[SERVER-73597] Sporadic seg faults days/weeks after mongod server running Created: 03/Feb/23 Updated: 27/Feb/23 Resolved: 27/Feb/23 |
|
| Status: | Closed |
| Project: | Core Server |
| Component/s: | None |
| Affects Version/s: | 5.0.14 |
| Fix Version/s: | None |
| Type: | Bug | Priority: | Major - P3 |
| Reporter: | Amit Gupta | Assignee: | Yuan Fang |
| Resolution: | Done | Votes: | 0 |
| Labels: | bug, crash | ||
| Remaining Estimate: | Not Specified | ||
| Time Spent: | Not Specified | ||
| Original Estimate: | Not Specified | ||
| Issue Links: |
|
||||||||
| Assigned Teams: |
Server Triage
|
||||||||
| Operating System: | ALL | ||||||||
| Steps To Reproduce: | unable to reproduce. it happens somewhat randomly (it seems like the servers are pretty busy when it happens though) |
||||||||
| Participants: | |||||||||
| Description |
|
Environment:
Hi, we have experienced random crashes on 2 different servers.

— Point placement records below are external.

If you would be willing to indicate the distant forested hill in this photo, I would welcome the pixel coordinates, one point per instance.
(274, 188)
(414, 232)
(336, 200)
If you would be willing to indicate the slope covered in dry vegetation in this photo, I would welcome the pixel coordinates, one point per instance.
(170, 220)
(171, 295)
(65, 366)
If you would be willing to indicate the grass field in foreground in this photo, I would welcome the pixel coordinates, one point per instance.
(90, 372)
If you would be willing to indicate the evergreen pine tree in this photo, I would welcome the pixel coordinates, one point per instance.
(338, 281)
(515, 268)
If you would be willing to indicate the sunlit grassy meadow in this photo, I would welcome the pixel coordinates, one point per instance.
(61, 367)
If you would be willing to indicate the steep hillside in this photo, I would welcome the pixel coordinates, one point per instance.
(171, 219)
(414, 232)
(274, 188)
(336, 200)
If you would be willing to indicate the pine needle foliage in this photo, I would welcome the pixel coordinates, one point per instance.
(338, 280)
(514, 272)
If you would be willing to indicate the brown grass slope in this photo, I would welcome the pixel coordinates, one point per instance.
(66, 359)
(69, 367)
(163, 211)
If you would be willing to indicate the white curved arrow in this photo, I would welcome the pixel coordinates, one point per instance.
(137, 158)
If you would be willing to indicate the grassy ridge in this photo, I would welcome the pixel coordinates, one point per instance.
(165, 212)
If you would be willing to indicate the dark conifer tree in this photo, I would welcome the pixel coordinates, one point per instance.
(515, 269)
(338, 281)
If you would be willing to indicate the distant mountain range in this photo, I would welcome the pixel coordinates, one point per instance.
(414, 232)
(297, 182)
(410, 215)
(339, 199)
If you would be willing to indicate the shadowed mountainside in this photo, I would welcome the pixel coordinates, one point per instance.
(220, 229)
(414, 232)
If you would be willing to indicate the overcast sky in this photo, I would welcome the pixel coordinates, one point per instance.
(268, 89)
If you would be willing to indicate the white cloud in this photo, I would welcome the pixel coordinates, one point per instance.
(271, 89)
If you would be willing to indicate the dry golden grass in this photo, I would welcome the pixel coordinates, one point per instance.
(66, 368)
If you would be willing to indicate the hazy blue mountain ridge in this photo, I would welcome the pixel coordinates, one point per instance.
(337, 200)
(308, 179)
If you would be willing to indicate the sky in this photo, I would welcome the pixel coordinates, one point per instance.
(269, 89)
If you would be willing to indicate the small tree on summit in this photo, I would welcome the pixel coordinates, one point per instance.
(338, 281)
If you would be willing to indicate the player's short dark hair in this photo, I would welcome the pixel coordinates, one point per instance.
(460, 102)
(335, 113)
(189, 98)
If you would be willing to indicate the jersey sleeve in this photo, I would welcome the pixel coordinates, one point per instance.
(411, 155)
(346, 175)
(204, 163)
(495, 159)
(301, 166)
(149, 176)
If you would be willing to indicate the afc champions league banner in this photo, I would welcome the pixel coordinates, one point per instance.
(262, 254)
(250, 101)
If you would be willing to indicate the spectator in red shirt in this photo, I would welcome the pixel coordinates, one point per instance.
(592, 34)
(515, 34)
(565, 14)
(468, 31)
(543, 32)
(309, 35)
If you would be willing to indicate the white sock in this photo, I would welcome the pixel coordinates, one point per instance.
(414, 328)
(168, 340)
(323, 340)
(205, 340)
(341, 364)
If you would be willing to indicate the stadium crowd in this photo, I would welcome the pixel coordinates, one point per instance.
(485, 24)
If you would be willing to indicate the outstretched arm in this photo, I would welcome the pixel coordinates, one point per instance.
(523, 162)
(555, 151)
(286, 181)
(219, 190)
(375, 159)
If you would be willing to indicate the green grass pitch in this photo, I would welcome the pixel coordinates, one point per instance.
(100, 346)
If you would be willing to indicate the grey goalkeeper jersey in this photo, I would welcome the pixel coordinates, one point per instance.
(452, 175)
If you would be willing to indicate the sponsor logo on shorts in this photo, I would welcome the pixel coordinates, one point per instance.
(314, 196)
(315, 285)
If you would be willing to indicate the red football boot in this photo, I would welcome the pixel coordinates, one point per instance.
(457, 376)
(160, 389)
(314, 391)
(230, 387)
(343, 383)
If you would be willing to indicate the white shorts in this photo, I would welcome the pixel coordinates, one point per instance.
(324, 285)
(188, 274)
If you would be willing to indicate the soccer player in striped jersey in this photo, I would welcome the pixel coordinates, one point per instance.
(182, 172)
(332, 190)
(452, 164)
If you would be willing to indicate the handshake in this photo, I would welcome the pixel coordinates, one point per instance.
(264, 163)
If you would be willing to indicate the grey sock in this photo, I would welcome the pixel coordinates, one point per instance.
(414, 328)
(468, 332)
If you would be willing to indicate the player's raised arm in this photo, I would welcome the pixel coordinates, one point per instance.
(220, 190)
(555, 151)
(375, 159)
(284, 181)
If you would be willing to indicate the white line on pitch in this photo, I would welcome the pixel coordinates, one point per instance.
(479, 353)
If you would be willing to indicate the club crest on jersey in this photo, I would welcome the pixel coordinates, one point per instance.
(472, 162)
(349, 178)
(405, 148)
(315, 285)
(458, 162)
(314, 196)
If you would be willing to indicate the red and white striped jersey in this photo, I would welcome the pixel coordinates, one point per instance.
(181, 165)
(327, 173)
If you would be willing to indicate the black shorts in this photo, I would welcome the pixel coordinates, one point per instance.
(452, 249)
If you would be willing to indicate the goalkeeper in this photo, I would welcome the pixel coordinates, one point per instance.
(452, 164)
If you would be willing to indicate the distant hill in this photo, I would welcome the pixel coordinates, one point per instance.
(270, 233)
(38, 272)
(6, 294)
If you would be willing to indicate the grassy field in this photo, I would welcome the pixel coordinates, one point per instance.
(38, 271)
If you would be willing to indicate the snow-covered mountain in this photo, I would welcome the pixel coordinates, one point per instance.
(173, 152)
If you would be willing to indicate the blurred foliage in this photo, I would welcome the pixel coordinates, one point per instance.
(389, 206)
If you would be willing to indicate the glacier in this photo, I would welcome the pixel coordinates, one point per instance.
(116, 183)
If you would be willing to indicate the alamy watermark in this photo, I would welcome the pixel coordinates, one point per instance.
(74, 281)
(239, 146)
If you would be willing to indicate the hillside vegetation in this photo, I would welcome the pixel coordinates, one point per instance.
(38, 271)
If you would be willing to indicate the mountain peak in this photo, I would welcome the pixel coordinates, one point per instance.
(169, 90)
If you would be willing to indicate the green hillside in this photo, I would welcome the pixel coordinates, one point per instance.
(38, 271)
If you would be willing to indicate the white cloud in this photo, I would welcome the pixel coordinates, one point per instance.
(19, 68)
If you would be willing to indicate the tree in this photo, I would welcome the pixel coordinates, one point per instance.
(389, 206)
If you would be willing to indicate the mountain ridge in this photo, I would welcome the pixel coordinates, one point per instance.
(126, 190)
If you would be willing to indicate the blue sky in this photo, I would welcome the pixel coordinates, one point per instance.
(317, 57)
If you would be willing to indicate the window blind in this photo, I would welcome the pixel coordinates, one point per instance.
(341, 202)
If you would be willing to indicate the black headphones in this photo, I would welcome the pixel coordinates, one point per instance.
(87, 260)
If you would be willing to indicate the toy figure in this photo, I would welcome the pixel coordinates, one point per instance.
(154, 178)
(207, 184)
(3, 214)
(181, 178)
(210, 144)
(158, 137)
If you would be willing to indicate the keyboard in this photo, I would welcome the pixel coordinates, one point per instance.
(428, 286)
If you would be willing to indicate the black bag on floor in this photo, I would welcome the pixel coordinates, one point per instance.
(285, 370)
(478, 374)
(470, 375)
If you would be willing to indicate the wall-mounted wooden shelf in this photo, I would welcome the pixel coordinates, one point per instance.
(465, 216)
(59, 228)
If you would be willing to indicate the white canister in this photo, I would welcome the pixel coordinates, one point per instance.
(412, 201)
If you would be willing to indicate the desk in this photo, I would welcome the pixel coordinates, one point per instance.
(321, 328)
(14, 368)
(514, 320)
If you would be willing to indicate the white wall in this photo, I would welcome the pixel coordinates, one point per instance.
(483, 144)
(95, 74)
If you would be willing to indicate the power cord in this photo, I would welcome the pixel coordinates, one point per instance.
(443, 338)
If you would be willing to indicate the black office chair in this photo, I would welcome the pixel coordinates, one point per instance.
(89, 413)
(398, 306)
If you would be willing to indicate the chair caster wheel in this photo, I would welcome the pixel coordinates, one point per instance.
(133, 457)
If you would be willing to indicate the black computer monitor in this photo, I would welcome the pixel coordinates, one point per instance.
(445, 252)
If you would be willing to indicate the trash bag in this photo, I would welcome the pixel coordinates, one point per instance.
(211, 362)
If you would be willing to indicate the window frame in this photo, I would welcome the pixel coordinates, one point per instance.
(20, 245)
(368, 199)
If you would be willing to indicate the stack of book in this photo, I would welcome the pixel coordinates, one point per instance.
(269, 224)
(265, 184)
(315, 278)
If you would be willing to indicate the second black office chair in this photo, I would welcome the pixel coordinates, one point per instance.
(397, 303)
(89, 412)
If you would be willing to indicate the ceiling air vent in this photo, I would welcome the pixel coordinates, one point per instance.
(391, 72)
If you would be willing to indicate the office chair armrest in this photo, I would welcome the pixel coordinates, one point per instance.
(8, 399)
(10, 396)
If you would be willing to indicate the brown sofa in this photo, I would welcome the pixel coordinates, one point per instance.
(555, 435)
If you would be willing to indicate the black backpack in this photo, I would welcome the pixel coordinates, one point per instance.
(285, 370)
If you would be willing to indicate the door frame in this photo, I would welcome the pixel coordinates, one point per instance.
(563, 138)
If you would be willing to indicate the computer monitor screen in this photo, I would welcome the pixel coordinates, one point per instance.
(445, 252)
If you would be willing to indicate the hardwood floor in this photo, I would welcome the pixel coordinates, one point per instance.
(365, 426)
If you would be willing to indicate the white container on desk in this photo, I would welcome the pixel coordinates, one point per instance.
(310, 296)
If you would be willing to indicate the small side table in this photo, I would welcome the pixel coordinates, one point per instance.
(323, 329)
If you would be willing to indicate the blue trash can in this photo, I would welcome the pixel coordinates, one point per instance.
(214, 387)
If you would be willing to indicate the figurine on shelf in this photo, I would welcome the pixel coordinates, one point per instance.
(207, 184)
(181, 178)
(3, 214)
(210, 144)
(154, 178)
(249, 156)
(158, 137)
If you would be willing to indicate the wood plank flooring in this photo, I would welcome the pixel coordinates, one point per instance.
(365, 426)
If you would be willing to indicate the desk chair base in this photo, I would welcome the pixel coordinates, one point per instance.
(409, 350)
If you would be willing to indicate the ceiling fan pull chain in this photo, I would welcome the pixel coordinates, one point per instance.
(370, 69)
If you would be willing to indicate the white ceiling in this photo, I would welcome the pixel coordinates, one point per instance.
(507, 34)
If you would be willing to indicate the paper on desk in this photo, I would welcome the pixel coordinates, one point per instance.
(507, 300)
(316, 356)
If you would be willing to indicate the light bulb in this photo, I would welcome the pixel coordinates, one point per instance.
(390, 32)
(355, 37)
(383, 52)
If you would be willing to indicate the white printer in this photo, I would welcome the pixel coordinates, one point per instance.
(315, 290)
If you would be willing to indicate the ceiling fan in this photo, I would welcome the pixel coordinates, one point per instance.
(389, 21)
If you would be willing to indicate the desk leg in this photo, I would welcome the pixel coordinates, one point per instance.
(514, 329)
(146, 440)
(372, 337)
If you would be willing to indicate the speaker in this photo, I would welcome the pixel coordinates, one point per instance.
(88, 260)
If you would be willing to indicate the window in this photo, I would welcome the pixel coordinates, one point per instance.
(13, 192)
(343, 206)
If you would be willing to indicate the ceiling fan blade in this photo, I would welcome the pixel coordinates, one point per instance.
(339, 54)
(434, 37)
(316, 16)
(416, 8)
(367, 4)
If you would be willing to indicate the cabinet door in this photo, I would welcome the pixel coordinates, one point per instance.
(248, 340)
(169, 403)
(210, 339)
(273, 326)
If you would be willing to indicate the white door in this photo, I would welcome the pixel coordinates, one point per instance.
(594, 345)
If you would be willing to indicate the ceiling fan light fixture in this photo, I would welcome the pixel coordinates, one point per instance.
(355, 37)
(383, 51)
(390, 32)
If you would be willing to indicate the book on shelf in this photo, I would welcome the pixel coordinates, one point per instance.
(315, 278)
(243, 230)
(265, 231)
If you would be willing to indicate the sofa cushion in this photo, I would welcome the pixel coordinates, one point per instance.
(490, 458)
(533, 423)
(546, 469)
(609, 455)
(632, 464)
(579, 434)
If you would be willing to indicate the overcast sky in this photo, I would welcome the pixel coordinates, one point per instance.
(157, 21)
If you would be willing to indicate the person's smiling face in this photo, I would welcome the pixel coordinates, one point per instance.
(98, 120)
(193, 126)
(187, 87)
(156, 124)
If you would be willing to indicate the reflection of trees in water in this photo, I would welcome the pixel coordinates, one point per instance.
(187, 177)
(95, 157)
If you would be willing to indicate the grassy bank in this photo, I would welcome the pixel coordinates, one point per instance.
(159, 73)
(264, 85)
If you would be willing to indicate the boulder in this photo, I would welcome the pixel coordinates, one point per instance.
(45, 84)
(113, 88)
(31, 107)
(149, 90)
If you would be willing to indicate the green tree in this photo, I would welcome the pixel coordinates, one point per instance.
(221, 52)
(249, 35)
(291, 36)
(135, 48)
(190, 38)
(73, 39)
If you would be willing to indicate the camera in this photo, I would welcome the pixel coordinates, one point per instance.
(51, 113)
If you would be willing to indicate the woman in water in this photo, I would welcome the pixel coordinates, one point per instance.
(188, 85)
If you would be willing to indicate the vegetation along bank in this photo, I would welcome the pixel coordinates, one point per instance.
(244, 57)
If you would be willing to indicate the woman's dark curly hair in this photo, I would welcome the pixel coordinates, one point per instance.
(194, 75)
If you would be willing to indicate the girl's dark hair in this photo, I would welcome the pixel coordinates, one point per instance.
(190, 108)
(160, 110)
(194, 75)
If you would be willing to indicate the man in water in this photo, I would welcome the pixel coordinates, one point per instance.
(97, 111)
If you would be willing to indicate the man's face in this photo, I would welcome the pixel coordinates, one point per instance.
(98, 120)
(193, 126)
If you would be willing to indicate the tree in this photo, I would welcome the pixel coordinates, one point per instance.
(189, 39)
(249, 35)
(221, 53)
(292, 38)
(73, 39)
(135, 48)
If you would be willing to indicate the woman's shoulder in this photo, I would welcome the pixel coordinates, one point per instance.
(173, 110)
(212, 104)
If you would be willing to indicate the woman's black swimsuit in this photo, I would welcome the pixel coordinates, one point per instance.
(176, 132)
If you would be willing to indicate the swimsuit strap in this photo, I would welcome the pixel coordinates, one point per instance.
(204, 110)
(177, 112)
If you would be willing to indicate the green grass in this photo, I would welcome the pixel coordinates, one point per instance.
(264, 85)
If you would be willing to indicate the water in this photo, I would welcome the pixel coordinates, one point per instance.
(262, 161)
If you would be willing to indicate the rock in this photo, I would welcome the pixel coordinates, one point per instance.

Below is the stack trace from mongod.log. I have the crash files from /var/crash (they are about 16GB each. I can put them on a private SFTP server for analysis).
Each server is a member of a 3-node replica set (and part of a sharded cluster). I was wondering if anyone has any clues on what is causing the seg fault. Each server has 128GB RAM with 16 threads (Intel Xeon E2288G CPU @ 3.70Ghz). At the time of crash, they seem to be pretty busy.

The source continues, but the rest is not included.